Observations on life

Car sales booming, but at what cost❓

Here’s a bit  of news; auto sales aren’t booming because of the economy, but rather because of increased lending and subprime lending at that. Sound familiar⁉️

Sko­pos sold its first bond deal backed by pools of sub­prime loans in April. The compa­ny’s sec­ond deal was the November trans­ac­tion, which raised $154 mil­lion. The bonds are backed by more than 10,000 loans, with terms av­er­ag­ing 5.6 years and in­ter­est rates of about 20%.

Some 87% of the loans were to borrow­ers with credit scores be­low 600, on a scale of 300 to 850. A third of those had scores be­low 500 or no credit scores at all.

Source: Subprime Flashback: Early Defaults Are a Warning Sign for Auto Sales, WSJ 3-14-16

No doubt there are some people who actually need a new car, for many people a car is a necessity. For others a new car may be desirable; something other than basic transportion is a luxury. Think what these folks are actually paying for a vehicle over five plus years at 20%. A $28,000 loan will cost $46,379 with payments of $703 per month. 

By the way, the top three selling vehicles in 2015 were trucks, for non-commercial buyers probably not in the necessity class. 


2 replies »

  1. The bankers do not care about sub prime loans defaulting, at least there is a car to repo and are going to make as much as they can off stupid people. They know in the end if things go wrong they will just get the government to bail them out again.
    Or write off the losses against profits on the loans that stay current. So, the taxpayer loses out again with lost tax revenues.

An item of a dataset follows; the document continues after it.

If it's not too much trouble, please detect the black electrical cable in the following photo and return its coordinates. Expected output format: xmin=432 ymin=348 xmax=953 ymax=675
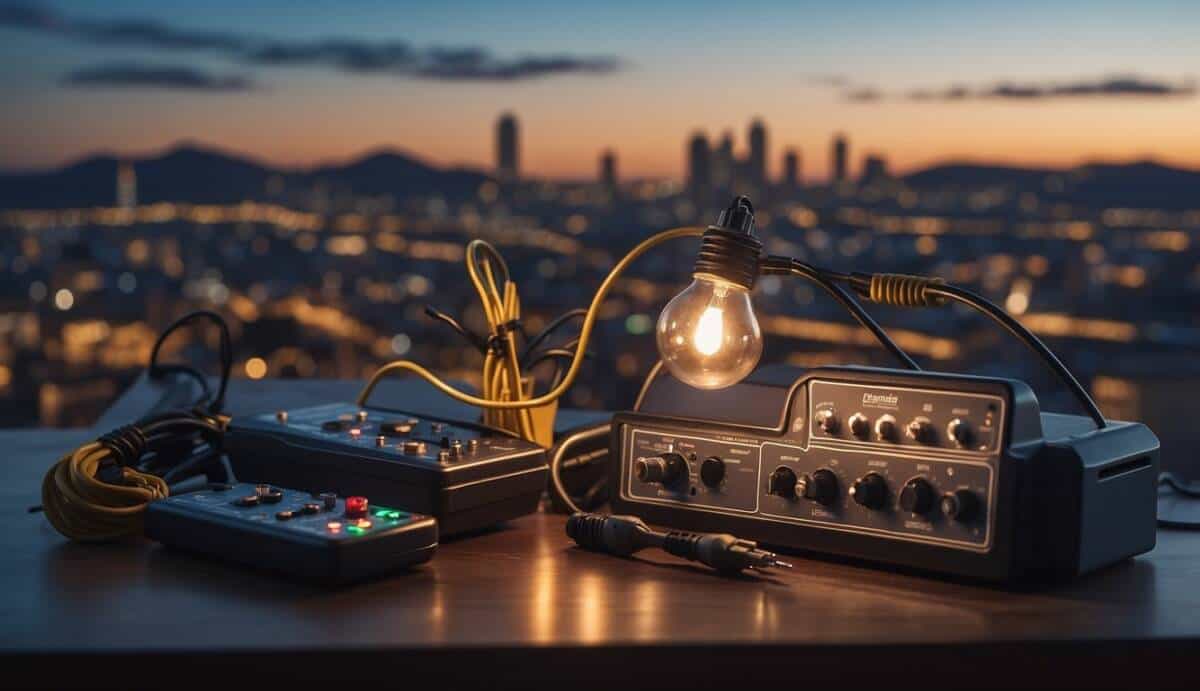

    I read the article and 85% of the loans are current, so if that holds for the entire time the cars are financed it should work out ok.
    I have a friend who did a 17% auto loan and after a year of no missed payments, he was able to refinance with a local credit union at 8%.


  2. I do not blame the dealership or the bankers for this one. The lenders have priced in the risk at 20% rate. I blame the buyers who just want too much and more than they can afford. If the dealers didn’t sell them a new car that might last the length of the loan, the buyers would buy a used car at a pay here car lot at 20% or more interest if they truly needed a car.

    I bought my first car in 1982 at 18%. The monthly payment was about 20% of my monthly income at the time and I was still living at home. To put it in perspective, mortgage rates were racing up to and over 14% at the time. So my car loan was only about 4-5 points over a mortgage, not the 16 points that a 20% car loan is today. A 20% car loan just screams bad deal or bad credit. Once again this shows the need not for free college but a year of personal finance education in high school.